Stabilization of lysozyme in aqueous dispersion of graphene oxide sheets

This study examines the effect of surface oxygen groups upon ability of graphene oxide (GO) sheets in sup-pressing the fibrillation of lysozyme (LYZ). Graphite was oxidized using 6 and 8 wt equivalents of KMnO4, and as produced sheets were abbreviated as GO-06 and GO-08, respectively. Particulate characteristics of sheets were characterized by light scattering and electron microscopic techniques, and their interaction with LYZ was ana-lysed by circular dichroism (CD) spectroscopy. After ascertaining acid-driven conversion of LYZ to fibrillary form, we have shown that the fibrillation of dispersed protein can be prevented by adding GO sheets. Inhibitory effect could be attributed to binding of LYZ over the sheets via noncovalent forces. A comparison between GO-06 and GO-08 samples showed superior binding affinity of the latter. Higher aqueous dispersibility and density of oxygenated groups in GO-08 sheets would have facilitated the adsorption of protein molecules, thus making them unavailable for aggregation.

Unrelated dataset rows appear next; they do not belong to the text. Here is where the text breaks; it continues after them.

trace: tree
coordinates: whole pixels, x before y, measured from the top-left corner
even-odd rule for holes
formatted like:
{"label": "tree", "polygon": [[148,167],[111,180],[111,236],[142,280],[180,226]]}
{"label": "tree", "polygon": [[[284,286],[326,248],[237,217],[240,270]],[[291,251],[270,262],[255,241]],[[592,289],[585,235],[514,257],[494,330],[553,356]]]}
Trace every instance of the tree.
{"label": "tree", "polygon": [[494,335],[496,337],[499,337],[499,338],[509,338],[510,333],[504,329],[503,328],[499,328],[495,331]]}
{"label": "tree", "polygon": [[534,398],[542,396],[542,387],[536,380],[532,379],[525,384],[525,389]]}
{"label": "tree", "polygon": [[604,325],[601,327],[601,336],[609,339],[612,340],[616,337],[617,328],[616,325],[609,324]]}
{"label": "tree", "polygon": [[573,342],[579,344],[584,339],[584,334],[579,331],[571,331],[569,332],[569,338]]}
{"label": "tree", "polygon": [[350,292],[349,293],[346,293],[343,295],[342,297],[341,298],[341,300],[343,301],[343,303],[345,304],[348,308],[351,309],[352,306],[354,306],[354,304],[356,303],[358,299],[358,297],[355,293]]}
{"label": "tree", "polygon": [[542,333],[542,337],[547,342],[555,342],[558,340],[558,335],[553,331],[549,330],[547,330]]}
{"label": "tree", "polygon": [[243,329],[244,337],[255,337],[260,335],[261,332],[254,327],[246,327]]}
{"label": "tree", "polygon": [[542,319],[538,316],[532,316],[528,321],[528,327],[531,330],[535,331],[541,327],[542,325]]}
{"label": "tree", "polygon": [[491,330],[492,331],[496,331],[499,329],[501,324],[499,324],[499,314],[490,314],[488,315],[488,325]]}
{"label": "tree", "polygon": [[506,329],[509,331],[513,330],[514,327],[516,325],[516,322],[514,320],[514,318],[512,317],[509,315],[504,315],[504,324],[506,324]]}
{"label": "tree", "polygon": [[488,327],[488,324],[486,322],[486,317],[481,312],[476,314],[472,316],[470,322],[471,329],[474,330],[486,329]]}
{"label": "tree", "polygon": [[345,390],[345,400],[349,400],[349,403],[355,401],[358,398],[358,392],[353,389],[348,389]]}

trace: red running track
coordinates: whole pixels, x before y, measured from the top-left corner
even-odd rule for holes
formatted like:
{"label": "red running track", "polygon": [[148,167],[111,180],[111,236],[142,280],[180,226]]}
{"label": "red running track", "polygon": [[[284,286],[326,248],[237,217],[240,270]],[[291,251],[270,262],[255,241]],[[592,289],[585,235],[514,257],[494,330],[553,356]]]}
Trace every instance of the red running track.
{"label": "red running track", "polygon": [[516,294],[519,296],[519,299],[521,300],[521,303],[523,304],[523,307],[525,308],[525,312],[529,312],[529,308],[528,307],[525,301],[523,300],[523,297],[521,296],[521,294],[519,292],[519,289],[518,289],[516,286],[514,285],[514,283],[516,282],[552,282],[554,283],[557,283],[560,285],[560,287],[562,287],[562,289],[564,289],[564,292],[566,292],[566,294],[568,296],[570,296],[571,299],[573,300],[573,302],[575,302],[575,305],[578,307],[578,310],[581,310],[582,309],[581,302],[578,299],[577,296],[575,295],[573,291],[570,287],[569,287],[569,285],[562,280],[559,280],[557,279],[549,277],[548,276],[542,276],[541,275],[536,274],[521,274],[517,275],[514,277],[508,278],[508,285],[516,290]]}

Pre-treatment of GO sheets with Pluronic 103 (P103, a nonionic triblock copolymer), caused reduction in the adsorption of LYZ. P103 aggregates would have rendered the sheet surface unavailable for the adsorption of LYZ. Based on these observations, we conclude that fibrillation of LYZ can be prevented in association with graphene oxide sheets.

Automated summary

This study investigates the impact of surface oxygen groups on the ability of graphene oxide (GO) sheets to suppress the fibrillation of lysozyme (LYZ). GO sheets were produced by oxidizing graphite with different amounts of KMnO4. The particulate characteristics of the sheets were analyzed, and their interaction with LYZ was examined using circular dichroism spectroscopy. The results showed that the fibrillation of dispersed protein can be prevented by adding GO sheets, and the inhibitory effect is attributed to the binding of LYZ to the sheets via noncovalent forces.